Desta forma, compreende-se que mesmo diante do cumprimento de Medida de Segurança por tempo indeterminado, há a concepção de que na verdade o psicopata não está preso, mas em tratamento, e que assim a restrição sem previsão de término não seria um mal, ao contrário, contribuiria para a prevenção de novos crimes, ou até que cesse a periculosidade.

Porém, de toda forma há restrição da liberdade de locomoção garantida por direitos dos cidadãos. A única diferença da Medida de Segurança é que o psicopata precisa ficar detido por tempo indeterminado, ou até que cesse a periculosidade.

Vale ressaltar que a psicopatia é incurável e, desta forma, a Medida de Segurança não teria término, ou seja, esse indivíduo ficaria em prisão perpétua, se configurando pena privativa de liberdade. Por isto, as Medidas de Segurança aplicada aos psicopatas não cumprem o objetivo maior, que seria a cura, se transformando sim, em pena privativa de liberdade, em caráter perpétuo.

Devido a total falta de legislação sobre o tema, acredita-se ser fundamental a edição de leis específicas, que tratem das condições penais aplicadas aos psicopatas, que estejam em conformidade com a Constituição Federal do Brasil de 1988 e para evitar qualquer tipo de julgamento injusto.


6. CONSIDERAÇÕES FINAIS

O presente estudo aborda a psicopatia e a impossibilidade de aplicação de medidas de segurança em caráter perpétuo com o objetivo de compreender como estão sendo tratados os criminosos portadores de psicopatia pelo ordenamento jurídico brasileiro

Pode-se afirmar que o problema inicial da pesquisa foi respondido, pois, as medidas de segurança, às quais os psicopatas são submetidos têm término quando se constata a cura ou controle da psicopatia.

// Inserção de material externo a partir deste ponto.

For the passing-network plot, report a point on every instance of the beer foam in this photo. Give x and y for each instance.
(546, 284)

Porém, a literatura mostrou que a psicopatia não tem cura, o que faz com que esses indivíduos permaneçam por toda a vida encarcerada, mesmo sendo em instituições para tratamento.

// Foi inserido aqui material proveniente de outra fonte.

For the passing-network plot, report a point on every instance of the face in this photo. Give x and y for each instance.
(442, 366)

Observou-se que os psicopatas são pessoas que conhecem que o ato cometido é ilícito, porém, não possuem responsabilidade, compromisso ético, e baixo controle dos impulsos. São extremamente inteligentes e podem manipular negativamente tentativas de impor-lhes a capacidade de autodeterminação. São considerados semi-imputáveis, por isso as penas de privação de liberdade não eficazes com relação a punição, ou ressocialização.

Grande parte dos legisladores e doutrinadores entende que, como no Brasil não existe prisão perpétua, as penas aplicadas aos psicopatas na forma de medida de segurança deve ser ampliada para trinta anos. Se comprovado que houve redução da periculosidade é reavaliado.

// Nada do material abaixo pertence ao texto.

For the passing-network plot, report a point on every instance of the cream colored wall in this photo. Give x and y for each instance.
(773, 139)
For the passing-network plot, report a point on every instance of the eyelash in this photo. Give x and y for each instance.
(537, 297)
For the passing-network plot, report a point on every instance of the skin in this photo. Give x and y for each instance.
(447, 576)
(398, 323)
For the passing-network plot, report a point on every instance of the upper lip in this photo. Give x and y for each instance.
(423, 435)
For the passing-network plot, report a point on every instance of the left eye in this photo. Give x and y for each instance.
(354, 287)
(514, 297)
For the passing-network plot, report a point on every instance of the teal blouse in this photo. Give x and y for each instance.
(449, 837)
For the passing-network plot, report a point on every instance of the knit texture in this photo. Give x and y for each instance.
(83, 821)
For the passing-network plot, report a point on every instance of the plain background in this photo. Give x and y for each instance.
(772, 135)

Porém, caso não apresentem evolução no tratamento, os psicopatas são encaminhados a instituições psiquiátricas, sanatórios onde permanecem detidos por tempo indeterminado, ou seja, até o final da vida, caracterizando prisão perpétua.

Considerando que no ordenamento jurídico brasileiro não há amparo legal para a prisão perpétua, se faz necessária a presença de profissionais qualificados para avaliar os psicopatas, quanto à cessação da periculosidade, assim como a edição de legislação específica. Atualmente os psicopatas são penalizados como se fossem criminosos comuns.

Devido à complexidade do tema merece ser mais bem explorado em novos trabalhos, servindo de suporte aos profissionais da área, aprofundando a legislação que subsidie formas de neutralizar o comportamento nocivo dos psicopatas grau grave.